James A. Boiani, Senior Counsel in the Health Care and Life Sciences practice, in the firm's Washington, DC, office, was quoted in Pharma & MedTech Business Intelligence’s The Gray Sheet, in “CLIA Waiver Applications Surged in FY 2014 After a Prior-Year Lull,” by David Filmore. (Read the full version — subscription required.)
Following is an excerpt:
While an increase in waiver applications is nice, it certainly does not reflect any watershed change for the program, affirms James Boiani, a Washington, D.C.-based attorney at Epstein Becker & Green who has been pushing to reform the CLIA waiver system.
"It's good to see a few more applications coming in this year, and it may have something to do with new performance goals that FDA adopted as part of MDUFA III," Boiani said. "That being said, a lot of problems persist."
Specifically, he explained in an interview that no matter the number of 'waivers by application' in a given year, the data requirements are currently too steep.
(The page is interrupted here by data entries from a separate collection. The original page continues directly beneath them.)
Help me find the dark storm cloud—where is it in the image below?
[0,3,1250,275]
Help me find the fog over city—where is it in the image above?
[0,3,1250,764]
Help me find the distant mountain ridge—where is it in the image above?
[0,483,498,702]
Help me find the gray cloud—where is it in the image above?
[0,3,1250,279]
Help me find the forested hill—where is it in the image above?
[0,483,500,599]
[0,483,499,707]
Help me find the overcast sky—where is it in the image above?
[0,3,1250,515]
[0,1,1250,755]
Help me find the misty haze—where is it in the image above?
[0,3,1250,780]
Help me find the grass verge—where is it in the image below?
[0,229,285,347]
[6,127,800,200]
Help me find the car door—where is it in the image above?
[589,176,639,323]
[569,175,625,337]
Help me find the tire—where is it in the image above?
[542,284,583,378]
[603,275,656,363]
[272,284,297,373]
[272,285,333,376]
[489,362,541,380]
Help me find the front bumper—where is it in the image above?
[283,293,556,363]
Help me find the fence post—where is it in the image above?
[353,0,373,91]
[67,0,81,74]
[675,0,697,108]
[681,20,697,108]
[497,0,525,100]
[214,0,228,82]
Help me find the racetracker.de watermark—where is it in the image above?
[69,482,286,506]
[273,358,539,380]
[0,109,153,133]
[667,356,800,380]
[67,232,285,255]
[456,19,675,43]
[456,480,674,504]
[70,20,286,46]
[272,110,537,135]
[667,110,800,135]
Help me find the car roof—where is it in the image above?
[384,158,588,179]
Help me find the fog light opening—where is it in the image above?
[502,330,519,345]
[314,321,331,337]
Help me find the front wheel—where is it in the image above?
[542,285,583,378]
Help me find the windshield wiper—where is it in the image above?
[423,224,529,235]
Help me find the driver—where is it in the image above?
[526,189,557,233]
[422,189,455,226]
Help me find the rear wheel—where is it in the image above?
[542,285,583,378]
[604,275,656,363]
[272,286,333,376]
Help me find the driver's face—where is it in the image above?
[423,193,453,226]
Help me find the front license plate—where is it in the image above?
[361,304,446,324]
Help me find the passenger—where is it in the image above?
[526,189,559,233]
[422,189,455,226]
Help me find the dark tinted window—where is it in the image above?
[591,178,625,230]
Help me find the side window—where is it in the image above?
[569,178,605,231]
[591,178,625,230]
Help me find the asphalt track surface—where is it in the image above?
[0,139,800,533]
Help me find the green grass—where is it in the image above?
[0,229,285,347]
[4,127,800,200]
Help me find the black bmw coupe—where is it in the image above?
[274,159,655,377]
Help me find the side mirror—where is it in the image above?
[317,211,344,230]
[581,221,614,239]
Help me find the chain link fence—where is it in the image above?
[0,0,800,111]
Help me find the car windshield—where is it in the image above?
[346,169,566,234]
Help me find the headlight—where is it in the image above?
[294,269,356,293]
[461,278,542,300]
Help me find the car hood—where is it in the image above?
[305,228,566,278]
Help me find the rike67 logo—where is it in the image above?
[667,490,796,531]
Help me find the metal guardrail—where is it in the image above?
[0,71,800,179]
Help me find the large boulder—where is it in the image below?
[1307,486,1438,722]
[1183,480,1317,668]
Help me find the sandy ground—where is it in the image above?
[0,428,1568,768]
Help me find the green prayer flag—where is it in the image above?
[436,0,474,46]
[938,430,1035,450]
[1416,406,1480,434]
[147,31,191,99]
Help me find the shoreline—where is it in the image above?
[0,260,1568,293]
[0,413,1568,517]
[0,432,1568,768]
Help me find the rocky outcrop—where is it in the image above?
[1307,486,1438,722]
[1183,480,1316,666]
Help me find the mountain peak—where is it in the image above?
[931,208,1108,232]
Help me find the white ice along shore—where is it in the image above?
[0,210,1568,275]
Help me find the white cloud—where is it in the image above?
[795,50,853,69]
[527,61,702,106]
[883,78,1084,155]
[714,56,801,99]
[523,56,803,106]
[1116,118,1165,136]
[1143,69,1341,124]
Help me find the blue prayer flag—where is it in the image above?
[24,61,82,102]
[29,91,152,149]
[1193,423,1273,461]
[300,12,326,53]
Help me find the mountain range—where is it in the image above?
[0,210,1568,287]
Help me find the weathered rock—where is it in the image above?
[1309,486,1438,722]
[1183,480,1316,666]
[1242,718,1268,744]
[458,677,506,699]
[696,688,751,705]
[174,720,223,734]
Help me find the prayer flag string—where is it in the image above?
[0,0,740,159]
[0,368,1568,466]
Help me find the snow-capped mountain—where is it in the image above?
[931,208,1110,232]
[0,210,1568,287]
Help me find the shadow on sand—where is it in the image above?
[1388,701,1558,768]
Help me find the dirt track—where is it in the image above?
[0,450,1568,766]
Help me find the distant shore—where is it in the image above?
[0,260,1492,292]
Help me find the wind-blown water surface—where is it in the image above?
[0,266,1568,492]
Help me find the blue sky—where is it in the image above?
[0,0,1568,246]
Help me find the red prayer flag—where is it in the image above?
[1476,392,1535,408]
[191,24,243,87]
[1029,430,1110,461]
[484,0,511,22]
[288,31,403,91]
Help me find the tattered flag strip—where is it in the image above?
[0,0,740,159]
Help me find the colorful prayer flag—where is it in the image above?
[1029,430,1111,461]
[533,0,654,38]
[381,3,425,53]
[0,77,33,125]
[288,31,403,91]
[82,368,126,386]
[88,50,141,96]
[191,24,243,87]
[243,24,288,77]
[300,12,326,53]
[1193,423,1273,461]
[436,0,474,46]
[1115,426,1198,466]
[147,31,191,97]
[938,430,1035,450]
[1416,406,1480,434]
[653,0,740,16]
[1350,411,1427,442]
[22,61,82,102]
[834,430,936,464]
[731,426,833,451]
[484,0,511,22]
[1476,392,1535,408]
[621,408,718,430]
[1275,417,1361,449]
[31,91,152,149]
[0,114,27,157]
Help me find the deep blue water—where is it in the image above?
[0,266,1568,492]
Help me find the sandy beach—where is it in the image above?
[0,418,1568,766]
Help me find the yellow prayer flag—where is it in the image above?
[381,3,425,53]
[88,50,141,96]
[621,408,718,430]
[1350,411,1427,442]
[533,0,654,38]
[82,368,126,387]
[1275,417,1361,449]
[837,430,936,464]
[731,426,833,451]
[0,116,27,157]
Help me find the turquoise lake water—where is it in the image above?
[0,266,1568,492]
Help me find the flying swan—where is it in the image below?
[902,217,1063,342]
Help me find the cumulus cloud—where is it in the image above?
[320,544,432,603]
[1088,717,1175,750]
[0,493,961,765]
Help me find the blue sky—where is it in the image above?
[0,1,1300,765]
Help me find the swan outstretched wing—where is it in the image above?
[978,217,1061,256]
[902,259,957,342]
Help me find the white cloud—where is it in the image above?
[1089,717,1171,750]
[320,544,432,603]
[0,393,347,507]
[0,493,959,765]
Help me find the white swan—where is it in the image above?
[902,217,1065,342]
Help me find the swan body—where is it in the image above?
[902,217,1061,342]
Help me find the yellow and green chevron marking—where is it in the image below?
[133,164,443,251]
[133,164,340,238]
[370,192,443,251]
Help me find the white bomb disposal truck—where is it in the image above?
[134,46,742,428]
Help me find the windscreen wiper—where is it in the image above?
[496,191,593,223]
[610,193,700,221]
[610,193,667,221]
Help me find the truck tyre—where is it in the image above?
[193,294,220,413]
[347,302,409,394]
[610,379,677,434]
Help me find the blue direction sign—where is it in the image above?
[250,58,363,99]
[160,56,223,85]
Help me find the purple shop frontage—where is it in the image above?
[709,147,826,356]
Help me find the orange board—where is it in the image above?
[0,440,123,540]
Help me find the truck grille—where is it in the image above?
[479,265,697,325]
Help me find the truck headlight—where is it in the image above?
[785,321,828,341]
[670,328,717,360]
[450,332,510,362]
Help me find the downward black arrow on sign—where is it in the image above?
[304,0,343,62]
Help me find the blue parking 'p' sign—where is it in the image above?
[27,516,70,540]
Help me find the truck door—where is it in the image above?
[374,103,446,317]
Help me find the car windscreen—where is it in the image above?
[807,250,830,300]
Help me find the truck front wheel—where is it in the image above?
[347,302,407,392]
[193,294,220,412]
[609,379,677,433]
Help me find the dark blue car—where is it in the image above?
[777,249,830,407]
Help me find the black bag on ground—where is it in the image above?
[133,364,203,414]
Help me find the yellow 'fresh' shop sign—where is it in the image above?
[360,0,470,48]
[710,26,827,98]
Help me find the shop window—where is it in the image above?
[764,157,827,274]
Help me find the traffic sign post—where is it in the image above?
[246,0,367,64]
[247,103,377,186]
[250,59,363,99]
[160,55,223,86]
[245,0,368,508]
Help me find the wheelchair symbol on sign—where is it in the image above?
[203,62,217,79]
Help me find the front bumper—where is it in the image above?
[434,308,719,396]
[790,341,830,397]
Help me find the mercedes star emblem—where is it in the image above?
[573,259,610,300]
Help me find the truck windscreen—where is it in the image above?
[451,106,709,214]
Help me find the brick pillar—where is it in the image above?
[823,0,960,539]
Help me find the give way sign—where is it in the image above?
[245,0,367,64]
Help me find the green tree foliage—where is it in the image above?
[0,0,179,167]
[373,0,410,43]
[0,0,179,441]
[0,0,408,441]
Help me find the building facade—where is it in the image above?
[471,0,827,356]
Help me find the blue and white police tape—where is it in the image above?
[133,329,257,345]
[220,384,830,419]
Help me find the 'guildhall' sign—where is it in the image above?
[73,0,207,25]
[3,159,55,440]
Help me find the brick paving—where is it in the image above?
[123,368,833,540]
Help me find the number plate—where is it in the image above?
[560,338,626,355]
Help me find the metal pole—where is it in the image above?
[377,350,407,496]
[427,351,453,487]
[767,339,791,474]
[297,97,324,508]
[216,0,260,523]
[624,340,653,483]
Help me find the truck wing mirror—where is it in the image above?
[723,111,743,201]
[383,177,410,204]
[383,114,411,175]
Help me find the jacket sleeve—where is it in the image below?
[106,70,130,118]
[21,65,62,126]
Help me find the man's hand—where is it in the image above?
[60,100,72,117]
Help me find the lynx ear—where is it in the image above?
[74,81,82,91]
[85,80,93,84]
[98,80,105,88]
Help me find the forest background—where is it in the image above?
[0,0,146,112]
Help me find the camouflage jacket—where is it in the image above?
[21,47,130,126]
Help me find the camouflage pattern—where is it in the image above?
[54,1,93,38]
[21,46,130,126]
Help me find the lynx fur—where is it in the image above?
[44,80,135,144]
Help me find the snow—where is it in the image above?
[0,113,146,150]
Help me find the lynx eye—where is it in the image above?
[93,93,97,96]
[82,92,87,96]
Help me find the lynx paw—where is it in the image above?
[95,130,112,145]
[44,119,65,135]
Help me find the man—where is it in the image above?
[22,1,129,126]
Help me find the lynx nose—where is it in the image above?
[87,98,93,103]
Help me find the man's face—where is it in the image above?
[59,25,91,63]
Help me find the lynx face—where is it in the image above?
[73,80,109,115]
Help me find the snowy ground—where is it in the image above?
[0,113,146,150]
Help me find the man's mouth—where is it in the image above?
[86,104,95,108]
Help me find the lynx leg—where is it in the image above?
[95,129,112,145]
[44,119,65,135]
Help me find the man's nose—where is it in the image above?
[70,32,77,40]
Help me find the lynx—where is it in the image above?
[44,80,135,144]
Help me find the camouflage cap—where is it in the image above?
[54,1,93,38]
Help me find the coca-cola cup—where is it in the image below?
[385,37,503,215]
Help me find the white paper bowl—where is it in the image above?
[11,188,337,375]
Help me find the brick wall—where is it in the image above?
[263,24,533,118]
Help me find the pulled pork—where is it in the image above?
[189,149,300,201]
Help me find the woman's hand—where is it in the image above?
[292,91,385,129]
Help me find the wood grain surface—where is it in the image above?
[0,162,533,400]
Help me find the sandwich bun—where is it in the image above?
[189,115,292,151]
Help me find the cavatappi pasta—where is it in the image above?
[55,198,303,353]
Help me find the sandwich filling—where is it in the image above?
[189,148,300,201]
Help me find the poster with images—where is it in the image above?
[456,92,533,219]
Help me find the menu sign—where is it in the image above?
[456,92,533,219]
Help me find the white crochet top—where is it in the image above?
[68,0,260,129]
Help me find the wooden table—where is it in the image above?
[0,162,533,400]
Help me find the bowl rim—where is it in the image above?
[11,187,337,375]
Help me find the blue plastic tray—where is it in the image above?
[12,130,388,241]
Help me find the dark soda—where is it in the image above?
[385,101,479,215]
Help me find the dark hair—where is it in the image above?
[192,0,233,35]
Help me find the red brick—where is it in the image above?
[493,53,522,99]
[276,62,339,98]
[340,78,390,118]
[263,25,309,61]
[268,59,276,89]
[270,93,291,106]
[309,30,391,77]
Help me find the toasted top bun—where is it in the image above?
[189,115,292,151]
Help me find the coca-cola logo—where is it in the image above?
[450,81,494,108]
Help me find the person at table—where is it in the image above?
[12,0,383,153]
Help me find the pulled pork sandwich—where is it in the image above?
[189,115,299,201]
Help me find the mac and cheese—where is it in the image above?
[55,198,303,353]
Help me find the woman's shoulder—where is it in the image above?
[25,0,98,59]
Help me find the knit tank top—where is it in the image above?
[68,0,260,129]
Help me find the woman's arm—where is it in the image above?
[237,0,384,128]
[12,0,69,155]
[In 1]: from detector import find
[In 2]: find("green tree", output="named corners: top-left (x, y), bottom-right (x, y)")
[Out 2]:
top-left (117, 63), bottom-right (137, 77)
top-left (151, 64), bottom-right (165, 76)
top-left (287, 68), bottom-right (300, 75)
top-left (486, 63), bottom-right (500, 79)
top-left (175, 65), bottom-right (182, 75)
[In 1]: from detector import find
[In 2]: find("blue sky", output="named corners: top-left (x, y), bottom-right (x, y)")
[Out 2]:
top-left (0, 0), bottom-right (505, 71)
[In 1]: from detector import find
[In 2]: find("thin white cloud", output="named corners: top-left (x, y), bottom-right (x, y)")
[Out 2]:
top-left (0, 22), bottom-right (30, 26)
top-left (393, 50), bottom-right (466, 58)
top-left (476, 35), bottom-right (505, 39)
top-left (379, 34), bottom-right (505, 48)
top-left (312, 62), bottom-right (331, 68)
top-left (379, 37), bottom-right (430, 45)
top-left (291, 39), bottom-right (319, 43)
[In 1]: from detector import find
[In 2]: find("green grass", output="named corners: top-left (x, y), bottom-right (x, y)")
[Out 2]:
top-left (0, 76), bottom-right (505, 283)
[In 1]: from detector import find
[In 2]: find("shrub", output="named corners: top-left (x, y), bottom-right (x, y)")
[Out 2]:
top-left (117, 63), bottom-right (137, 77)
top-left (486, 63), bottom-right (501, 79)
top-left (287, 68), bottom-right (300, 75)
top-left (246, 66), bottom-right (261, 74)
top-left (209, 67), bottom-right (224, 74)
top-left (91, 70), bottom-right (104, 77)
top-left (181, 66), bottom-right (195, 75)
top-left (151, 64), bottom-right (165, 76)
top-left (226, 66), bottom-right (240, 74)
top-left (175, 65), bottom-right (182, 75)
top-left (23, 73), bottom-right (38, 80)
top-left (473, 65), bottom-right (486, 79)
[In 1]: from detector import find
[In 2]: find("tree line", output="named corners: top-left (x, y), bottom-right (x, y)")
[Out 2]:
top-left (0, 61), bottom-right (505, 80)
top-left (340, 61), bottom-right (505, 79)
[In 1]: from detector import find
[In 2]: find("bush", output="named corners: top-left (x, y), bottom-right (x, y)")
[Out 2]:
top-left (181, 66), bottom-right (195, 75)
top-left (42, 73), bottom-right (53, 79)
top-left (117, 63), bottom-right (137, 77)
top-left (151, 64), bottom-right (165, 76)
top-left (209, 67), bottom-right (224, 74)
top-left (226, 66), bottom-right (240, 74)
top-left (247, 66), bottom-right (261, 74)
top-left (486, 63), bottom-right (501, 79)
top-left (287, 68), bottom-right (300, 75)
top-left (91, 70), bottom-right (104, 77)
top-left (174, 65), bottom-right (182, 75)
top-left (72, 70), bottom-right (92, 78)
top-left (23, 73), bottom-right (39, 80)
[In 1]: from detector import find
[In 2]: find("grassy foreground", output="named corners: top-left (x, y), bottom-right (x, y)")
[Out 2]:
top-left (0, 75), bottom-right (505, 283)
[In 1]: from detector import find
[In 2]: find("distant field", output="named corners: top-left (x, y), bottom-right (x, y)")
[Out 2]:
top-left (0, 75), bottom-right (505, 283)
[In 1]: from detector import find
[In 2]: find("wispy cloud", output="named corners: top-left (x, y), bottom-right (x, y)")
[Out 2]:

As a result, many new CLIA waivers are for follow-on assays rather than completely new analytes, he contends.
Boiani heads the recently formed Coalition for CLIA Waiver Reform, which is pushing to reverse FDA's 2008 guidance. The guidance established accuracy thresholds against a gold-standard reference method to support a CLIA waiver, rather than basing the determination on whether tests can be performed equally well in a complex clinical lab and a waived lab, as it had been in the past. …
"Each new analyte [represents] another diagnostic datum point that could be obtained at the point-of-care," Boiani said, "allowing healthcare providers to make more real-time diagnostic and treatment decisions."